Shyness is a common, but an misunderstood emotion. All children are not extroverts, every child is not popular, and many children identify with just one friend. Not all parents can accept this fact with a smile. They fail to see this as a personality trait, and treat it as a drawback. And above all this, family, friends, neighbors come up with their own set of advices. Many a times, even school teachers call on the shy child, encourage, and at times, indirectly force the child to talk or interact with other classmates. This makes it very difficult for the child who is forced to talk and interact, instead of being left free to mingle, at his will.

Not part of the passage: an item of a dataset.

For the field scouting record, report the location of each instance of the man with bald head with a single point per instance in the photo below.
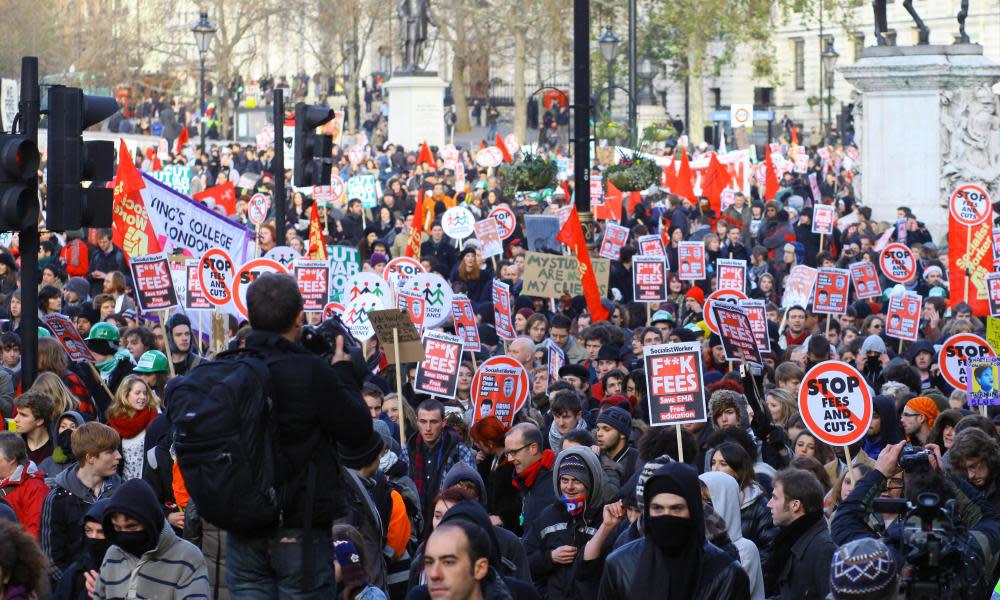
(523, 447)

Shyness is not a problem or disorder which needs attention. Most shy people outgrow their shyness with time. Those who don't, often, themselves develop effective coping strategies to deal with their shyness. It is not often that shyness in children, can be a sign of something deeper, as in a personality disorder. So, as a parent, you need not worry in most cases. Just listen to your loved one and help out your shy child without being forceful or judgmental.

A few Do’s and Dont’s that might be helpful in this matter:-


Don't label your children.
Don't forcibly try to change them.
Do not force your children into being what they are not.
Dont try to push or pull your child from their dens. The more you do, the more the child will retreat.
Dont discuss the child and her problems in front of the child or the other children or adults in the family.

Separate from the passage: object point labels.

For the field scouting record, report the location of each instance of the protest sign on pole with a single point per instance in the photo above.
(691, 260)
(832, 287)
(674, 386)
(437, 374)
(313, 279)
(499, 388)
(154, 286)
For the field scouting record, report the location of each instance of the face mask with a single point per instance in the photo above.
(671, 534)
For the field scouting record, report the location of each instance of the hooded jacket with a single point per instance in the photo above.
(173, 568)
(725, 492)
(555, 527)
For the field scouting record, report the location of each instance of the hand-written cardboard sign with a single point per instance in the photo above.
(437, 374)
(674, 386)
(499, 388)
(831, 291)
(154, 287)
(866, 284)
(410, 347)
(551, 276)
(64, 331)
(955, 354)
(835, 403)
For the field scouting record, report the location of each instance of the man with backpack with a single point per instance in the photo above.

Help them in social situations.
Build up their confidence.
Be patient and listen to them.
Build a relationship of trust with your shy child.
Know, accept and love your child.

Be loving.

1 comment:

  1. What a lovely and necessary post!

    I have seen a lot of parents doing the "don't's" and I feel for both them and the child. I think many parents, even if they *aren't* trying to "fix" their shy child, *are* trying to conform to the social pressure to have a polite, well-adjusted-seeming child. So they will push the child to speak, or talk about them to others, or label them, just to try and smooth over any potential social faux pas.

    I also really like that you point out that shyness is not a sign of dysfunction. I think it is helpful for concerned parents to be reminded of this. There is *nothing* wrong with feeling shy, and *no* reason for parents to try and force their children to feel differently.